The Economic Crisis unfortunately heralds an enormous economic crisis in 2009 for Biotechnology, the major sector I work in, in at least three major facets, all of which are inter-related:

1) The collapse of the investment banks, and indeed, of the banking and lending industries generally, means that the major sources of capital for most biotechnology companies that are currently operating at a loss or “burn” rate while continuing to research or develop pipeline products, drugs or devices that are still several years away from FDA approval (or approval in any market here or abroad), in turn will collectively lead to a major liquidity crunch for biotechnology companies coming due shortly.

BIO, the major lobbying group for the Biotechnology Industry, currently estimates that there may be as many as one hundred publicly traded biotechnology companies that have nine months or less of cash left on hand with which to operate, and very few sources of liquidity to draw upon for operations thereafter, due to the fact that they currently do not have drugs in the pipeline or are not currently operating profitably, e.g. they are currently on a burn rate and are losing money.

We may therefore see the end or termination of operations of many publicly traded biotechnology companies in the next six to nine months.
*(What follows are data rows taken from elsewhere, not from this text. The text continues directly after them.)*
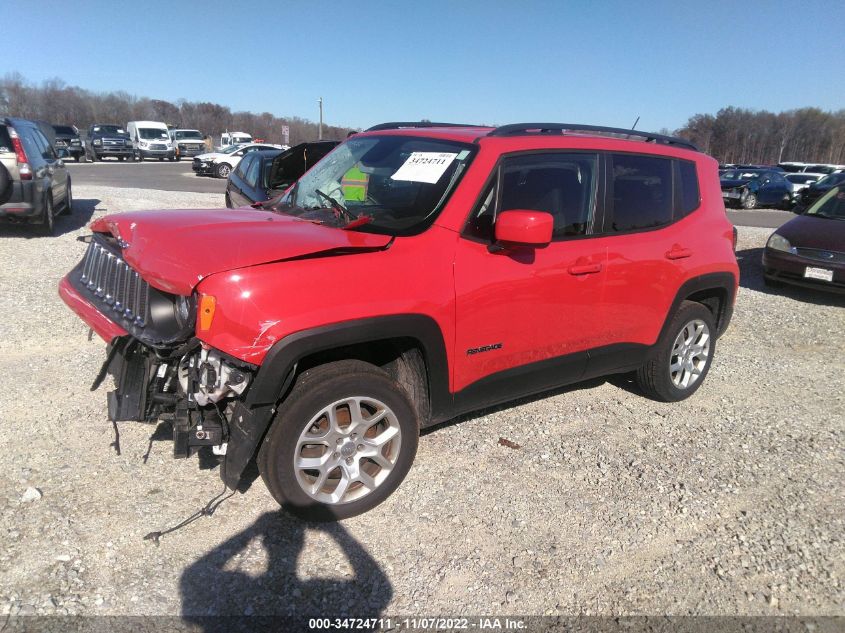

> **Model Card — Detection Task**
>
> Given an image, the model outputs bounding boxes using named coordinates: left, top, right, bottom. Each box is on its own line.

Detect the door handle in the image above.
left=666, top=244, right=692, bottom=259
left=568, top=264, right=601, bottom=275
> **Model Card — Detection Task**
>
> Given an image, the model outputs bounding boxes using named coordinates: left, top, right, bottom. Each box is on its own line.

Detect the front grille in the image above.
left=795, top=247, right=845, bottom=264
left=80, top=240, right=150, bottom=327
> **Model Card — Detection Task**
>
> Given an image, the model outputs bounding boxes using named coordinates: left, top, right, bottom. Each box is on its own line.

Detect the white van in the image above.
left=126, top=121, right=176, bottom=160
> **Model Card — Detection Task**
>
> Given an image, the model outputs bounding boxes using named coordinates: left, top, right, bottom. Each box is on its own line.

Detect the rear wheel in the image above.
left=258, top=360, right=419, bottom=520
left=637, top=301, right=716, bottom=402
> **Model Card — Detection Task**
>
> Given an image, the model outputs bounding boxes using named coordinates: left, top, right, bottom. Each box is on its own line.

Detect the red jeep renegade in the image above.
left=59, top=123, right=738, bottom=518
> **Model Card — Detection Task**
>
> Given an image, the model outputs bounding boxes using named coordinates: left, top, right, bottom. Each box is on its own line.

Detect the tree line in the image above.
left=675, top=107, right=845, bottom=165
left=0, top=73, right=350, bottom=145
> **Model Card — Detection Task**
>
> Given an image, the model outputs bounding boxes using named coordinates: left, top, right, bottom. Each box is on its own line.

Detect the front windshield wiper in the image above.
left=314, top=189, right=358, bottom=222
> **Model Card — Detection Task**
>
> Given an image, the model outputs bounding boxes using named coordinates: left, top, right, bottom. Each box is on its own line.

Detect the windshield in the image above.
left=275, top=136, right=475, bottom=235
left=720, top=169, right=763, bottom=180
left=816, top=174, right=845, bottom=187
left=138, top=127, right=169, bottom=140
left=804, top=187, right=845, bottom=220
left=94, top=125, right=126, bottom=134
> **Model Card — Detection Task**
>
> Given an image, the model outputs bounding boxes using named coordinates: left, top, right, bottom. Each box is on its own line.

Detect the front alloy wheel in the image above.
left=258, top=360, right=419, bottom=520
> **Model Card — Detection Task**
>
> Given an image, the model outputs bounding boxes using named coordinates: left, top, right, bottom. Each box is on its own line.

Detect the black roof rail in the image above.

In addition, pharmaceutical companies (or other buyers) will be able to purchase these companies at fire sale prices if they simply wait a little while longer.

2) Venture Capital money is down at least fifty per cent, and whatever VC money is left is very, very picky right now. IPOs have come to a complete standstill, and numerous biotechs have canceled their planned IPOs. Consequently, infusions of cash from investment banks, regular banks, VCs or IPOs are currently not as viable as they were six months ago.

3) Angel investors are being besieged with three times the requests for much more money than usual as a consequence of all this top down need for liquidity, and they (reasonably so) are seeking to be more picky as well in what they invest in.

The consequence of all three of these factors is that we will see a massive shakeout of the Biotechnology Sector in 2009. Many existing companies will be bought up by existing Pharmaceutical companies or biotechnology companies that are currently cash rich or have mortar and brick assets. Companies that want to diversify into biotechnology, this is your chance to buy up patent portfolios and intangible assets on the cheap. Biotech companies will look to be acquired, look to get cash at all costs, and look to accelerate their timetables to get products to market.

It may be at the end, that only thirty to forty per cent of the existing privately and publicly held biotech companies will be standing at the end of 2009. There will be massive consolidation.

Driving this at the other end is the fact that big pharma has expiring patents, is facing increasing competition from generics, is looking to invest in biologics, which cannot be imitated by generics, and finally big pharma is facing the possibility of increased regulation and lower profit margins under the Obama Administration. This will drive and accelerate the consolidation of biotech assets and companies into the hands of big pharma, which will increasingly resemble biotech companies in terms of their R & D and patent portfolios.

These will be troubled and difficult times for Biotechnology and in some related sense, also for Big Pharma.